The category expert Mariette Abrahams explained this during her presentation at NutraIngredients' Sports & Active Nutrition Summit in Amsterdam (Oct 5-7).

The founder and CEO of the personalised nutrition (PN) innovation platform Qina​ pointed out the market is estimated to be worth $8bn globally, growing at 8-12% per year. And the PN supplement segment is a rapidly growing area, growing by 35.8% in 2021 alone.

She noted that the space got a mighty boost from the pandemic which increased general awareness of physical and mental health but also opened consumers up to the practice of self-testing and increased adoption of digital tools which allow for data collection.

Advances in terms of the testing kits on the market today have also made this sector far more appealing. Continuous glucose monitors have started to go mainstream and they are advancing even further to be able to measure many metabolites.

Abrahams noted a recent innovation, the 'sweat patch', which is able to measure vitamins, minerals and branch chain amino acids in sweat, making it easier to track health markers.

She also discussed Thorne's 'microbiome wipes'​ which make faecal sample collection much easier.

But Abrahams argued there is a much more effective route in this market than simply launching new products.

"We have enough solutions, we don’t need more shiny tools, we need to see collaboration and companies working together to better serve consumers," ​she said.

Done right, Abrahams said companies can identify hidden dietary patterns and food behaviours, understand attitudes and build networks, in ways which create holistic health benefits to consumers.

"Increasingly consumers are more interested in service. If you only have a product and are providing a selection based on a survey – that is personalisation but not personalised nutrition. Consumers want the additional apps and services so whatever diet they are following, they want to know what else the company can do to educate them to improve their health further. It can be help with contact to experts, or help via more information, or help with adherence."

And the collaboration doesn't have to start and end with the finished service.

Tech in science

Research conducted by Qina found that consumers often consume collagen to boost digestive health, despite there being no research to back this use. This led the company down a path of collaboration and discovery.

“We decided to interview some dietitians in the US and asked if they used collagen for digestion problems and bloating. They told us ‘yes’ we use this dosage, for 6-8 weeks and we find it reduces bloating.

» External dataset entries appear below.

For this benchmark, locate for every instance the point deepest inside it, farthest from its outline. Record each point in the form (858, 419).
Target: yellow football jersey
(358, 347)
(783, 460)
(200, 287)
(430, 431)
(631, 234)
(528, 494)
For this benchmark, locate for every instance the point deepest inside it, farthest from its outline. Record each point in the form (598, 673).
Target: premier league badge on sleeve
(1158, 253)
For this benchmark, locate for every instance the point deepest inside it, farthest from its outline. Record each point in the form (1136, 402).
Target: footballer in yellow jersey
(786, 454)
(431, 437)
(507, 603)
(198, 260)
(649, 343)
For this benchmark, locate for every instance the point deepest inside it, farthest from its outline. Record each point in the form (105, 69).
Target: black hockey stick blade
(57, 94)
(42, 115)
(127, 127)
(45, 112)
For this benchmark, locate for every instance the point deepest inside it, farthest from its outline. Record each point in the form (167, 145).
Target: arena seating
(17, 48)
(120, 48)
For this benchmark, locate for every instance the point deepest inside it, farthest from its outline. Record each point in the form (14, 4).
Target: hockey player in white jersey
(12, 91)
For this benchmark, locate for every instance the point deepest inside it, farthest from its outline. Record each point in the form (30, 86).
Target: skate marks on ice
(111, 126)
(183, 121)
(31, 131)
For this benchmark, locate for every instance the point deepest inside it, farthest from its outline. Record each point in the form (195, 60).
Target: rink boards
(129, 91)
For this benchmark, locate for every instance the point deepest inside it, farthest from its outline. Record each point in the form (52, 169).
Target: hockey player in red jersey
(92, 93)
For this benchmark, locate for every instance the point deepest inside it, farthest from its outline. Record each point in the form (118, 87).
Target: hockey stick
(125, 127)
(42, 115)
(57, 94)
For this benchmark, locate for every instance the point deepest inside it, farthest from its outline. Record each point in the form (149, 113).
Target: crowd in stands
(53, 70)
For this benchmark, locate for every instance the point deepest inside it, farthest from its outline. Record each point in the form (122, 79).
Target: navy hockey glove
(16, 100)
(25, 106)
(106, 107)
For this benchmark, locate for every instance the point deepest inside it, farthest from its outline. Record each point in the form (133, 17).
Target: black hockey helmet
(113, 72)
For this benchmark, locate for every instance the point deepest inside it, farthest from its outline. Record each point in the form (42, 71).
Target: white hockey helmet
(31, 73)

“To test this theory, we conducted a study​ working with Rousselot and their Peptan collagen peptide product. For the study we used the medical grade Cara Care app to allow participants to track their diet, their lifestyle, diet and physical activity before and after taking the supplements.

"They took the supplement for eight weeks and at the end of the trial 95% of them reported lower bloating and more regular digestive systems, giving an interesting springboard for further studies."

Abrahams said this case study reveals not only how consumer data can lead to new discoveries but also how personalised nutrition technologies can be integrated into studies in a way which simplifies participation, improves response rate and improves the validity of the findings.